Originally Posted by Photo Engineer
we've used the industry standard method, which is used for decades (e.g. by all lens manufacturers like Zeiss, Leica, Schneider etc.) for analysing system resolution (film + lens).
The resolution charts were analysed under a microscope with 40x and 100x enlargement. Under a microscope you really see what the film has captured. It's the most precise method. Usable for negative film and positve film, BW and colour.
We've discussed our methods and results with Dr. H. Nasse, chief optic designer of Zeiss, and got confirmation.
Furthermore we analysed the whole imaging chain: Optical enlarging with APO-lenses, scanning with drum scanners (Imacon X5 and ICG 370) and Nikon Coolscan 5000 scanner, and projection with different high quality projecting lenses.
Very short summary of the results:
Highest system resolution in the whole imaging chain is achieved with optical enlarging and projection. Loss in resolution compared to the results under the microscope in only 5 - 10%.

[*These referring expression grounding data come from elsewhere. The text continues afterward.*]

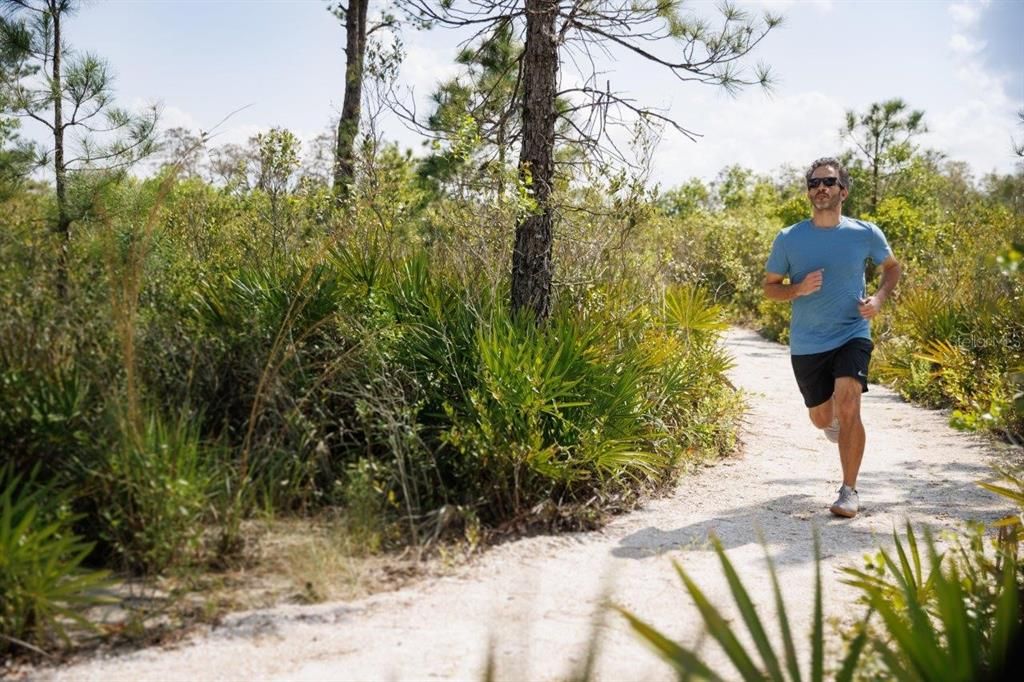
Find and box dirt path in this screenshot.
[37,328,1012,681]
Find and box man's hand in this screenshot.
[763,269,824,302]
[798,269,824,297]
[858,295,882,319]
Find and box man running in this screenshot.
[763,157,902,518]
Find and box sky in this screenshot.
[17,0,1024,189]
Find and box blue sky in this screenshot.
[28,0,1024,187]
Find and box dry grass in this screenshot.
[16,515,439,668]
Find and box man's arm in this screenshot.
[859,256,902,319]
[763,270,822,302]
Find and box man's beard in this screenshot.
[813,193,841,210]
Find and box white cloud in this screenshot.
[400,41,461,108]
[650,90,846,186]
[927,62,1020,173]
[948,2,982,27]
[930,0,1021,175]
[157,105,199,131]
[949,33,986,56]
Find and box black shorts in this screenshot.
[790,338,874,408]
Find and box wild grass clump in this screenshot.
[89,409,215,575]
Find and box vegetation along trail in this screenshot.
[40,327,1010,681]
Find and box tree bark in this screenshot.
[871,136,880,214]
[333,0,368,202]
[511,0,559,323]
[51,0,69,299]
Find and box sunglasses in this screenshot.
[807,176,842,189]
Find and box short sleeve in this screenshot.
[765,232,789,275]
[867,222,893,265]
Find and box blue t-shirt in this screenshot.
[766,216,892,355]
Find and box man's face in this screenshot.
[807,165,847,211]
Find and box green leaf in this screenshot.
[674,560,764,681]
[929,558,975,679]
[978,481,1024,506]
[617,607,725,681]
[711,536,785,682]
[989,546,1020,674]
[835,610,872,682]
[764,540,802,682]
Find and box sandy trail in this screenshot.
[37,328,1010,681]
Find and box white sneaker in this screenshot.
[830,485,859,518]
[823,416,840,443]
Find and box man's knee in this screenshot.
[834,378,862,423]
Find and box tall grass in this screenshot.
[90,409,214,575]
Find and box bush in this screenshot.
[444,309,666,520]
[841,522,1021,680]
[0,155,732,606]
[0,364,98,482]
[90,410,214,574]
[0,466,110,655]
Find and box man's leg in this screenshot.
[807,396,834,430]
[833,376,865,487]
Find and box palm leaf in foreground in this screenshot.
[617,531,862,681]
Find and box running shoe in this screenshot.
[830,484,859,518]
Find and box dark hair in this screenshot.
[806,157,851,189]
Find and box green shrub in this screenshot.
[0,466,110,655]
[0,364,97,481]
[183,258,355,509]
[756,298,791,344]
[91,410,213,574]
[444,309,663,520]
[439,284,739,523]
[842,523,1020,681]
[342,457,392,553]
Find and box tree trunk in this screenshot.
[51,0,69,299]
[496,122,506,201]
[870,136,880,214]
[871,159,879,214]
[333,0,368,202]
[511,0,559,323]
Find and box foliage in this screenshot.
[0,466,110,655]
[620,532,863,681]
[841,519,1021,680]
[0,363,97,481]
[417,19,522,199]
[841,99,927,215]
[445,307,664,519]
[621,506,1022,682]
[0,0,159,176]
[89,409,214,575]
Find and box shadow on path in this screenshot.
[612,456,1006,567]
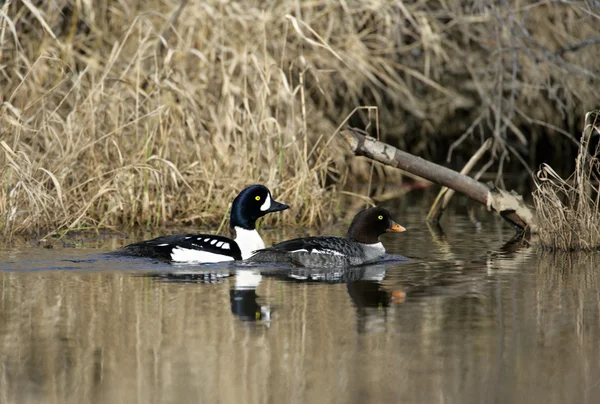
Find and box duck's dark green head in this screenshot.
[230,185,289,230]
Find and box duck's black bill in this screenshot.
[267,200,289,213]
[386,221,406,233]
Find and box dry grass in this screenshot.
[0,0,348,238]
[533,112,600,251]
[1,0,599,238]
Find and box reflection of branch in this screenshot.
[500,232,530,254]
[426,221,456,260]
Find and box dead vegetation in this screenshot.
[533,112,600,251]
[0,0,344,237]
[0,0,599,238]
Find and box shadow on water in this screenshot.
[1,203,600,403]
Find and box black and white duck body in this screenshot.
[248,207,405,268]
[115,185,288,263]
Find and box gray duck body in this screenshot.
[248,207,405,268]
[248,236,386,268]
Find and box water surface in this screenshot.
[1,201,599,404]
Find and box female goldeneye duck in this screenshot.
[115,185,289,262]
[248,207,405,268]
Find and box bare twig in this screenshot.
[556,36,600,56]
[428,138,492,222]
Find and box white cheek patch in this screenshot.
[171,247,234,263]
[260,194,272,211]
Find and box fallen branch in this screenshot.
[341,127,537,232]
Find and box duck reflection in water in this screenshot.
[345,265,406,334]
[268,263,406,334]
[230,269,271,323]
[147,261,406,332]
[146,267,271,325]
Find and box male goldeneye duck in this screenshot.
[248,207,405,268]
[115,185,289,262]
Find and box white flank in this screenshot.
[170,247,234,263]
[235,269,262,289]
[234,227,265,259]
[260,194,272,211]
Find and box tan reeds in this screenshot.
[1,1,599,238]
[533,112,600,251]
[0,0,348,238]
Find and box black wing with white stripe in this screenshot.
[117,234,243,261]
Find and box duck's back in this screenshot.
[250,236,371,268]
[115,234,243,262]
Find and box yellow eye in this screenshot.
[378,215,383,220]
[255,196,261,201]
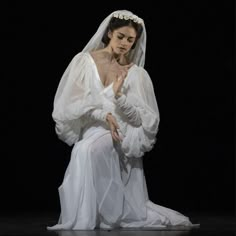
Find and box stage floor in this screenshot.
[0,211,235,236]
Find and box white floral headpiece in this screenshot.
[112,12,143,24]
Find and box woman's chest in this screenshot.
[94,56,128,87]
[97,62,121,87]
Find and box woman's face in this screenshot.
[108,26,137,55]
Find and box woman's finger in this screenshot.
[112,130,121,142]
[111,130,119,141]
[112,119,119,129]
[109,122,119,141]
[126,62,134,69]
[122,70,128,78]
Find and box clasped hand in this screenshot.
[106,113,121,142]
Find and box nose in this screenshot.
[121,38,128,46]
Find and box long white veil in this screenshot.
[81,10,147,67]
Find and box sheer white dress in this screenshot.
[47,52,196,230]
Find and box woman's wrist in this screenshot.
[115,92,123,99]
[106,112,113,122]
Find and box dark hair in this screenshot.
[102,17,143,50]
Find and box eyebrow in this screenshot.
[117,32,136,39]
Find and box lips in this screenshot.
[118,47,126,51]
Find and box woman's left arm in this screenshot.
[113,93,142,127]
[114,66,159,129]
[114,66,160,158]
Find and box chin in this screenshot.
[116,48,127,55]
[113,49,121,55]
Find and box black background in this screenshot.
[2,1,235,216]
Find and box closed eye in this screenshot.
[117,35,134,43]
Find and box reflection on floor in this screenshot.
[0,211,235,236]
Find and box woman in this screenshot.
[47,10,199,230]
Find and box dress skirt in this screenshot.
[47,125,196,230]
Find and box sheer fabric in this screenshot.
[47,53,197,230]
[52,52,159,158]
[47,9,199,230]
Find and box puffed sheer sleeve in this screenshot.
[113,94,142,127]
[52,52,108,146]
[115,66,160,158]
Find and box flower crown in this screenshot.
[112,12,143,24]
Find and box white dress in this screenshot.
[47,52,196,230]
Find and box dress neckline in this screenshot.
[86,52,135,90]
[87,52,113,89]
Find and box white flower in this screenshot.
[124,15,129,20]
[113,13,119,18]
[137,18,143,24]
[118,14,123,19]
[129,15,134,20]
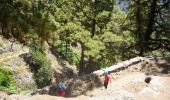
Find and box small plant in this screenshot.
[0,66,14,87]
[0,66,21,94]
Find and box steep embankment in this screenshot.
[44,45,78,86]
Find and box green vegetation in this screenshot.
[0,67,19,93]
[0,0,169,75]
[53,43,80,66]
[0,66,30,94]
[29,46,53,88]
[0,66,14,87]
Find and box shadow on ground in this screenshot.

Same with slide projection. Getting 120 lp/mm on the projection screen with e.g Velvia 100 is possible with high quality projection lens
[the current digital beamers (the most expensive 7000 - 10000€ class) with their extremely low resolution of max. 2 MP deliver 15 - 20 lp/mm on the screen.
Slide projection is the field where quality advantages of film compared to digital technique is really huge].
With drum scanners the reduction in resolution is bigger, 20 - 40% dependent on the film.
Far behind is 4000 ppi scanning with the Coolscan 5000 (effective 3600 ppi). Worst resolution values of all, significant loss in detail. 70 lp/mm is the limit, more is not possible, even with high resolution films or higher object contrast.
Scanners are limited by the Nyquist frequency. An optical imaging chain (lenses + film) is not, here the limiting factors are diffraction and object contrast.
As resolution is dependant on object contrast, the differences are bigger with higher object contrast (more than our 1:4), and they decrease with less object contrast.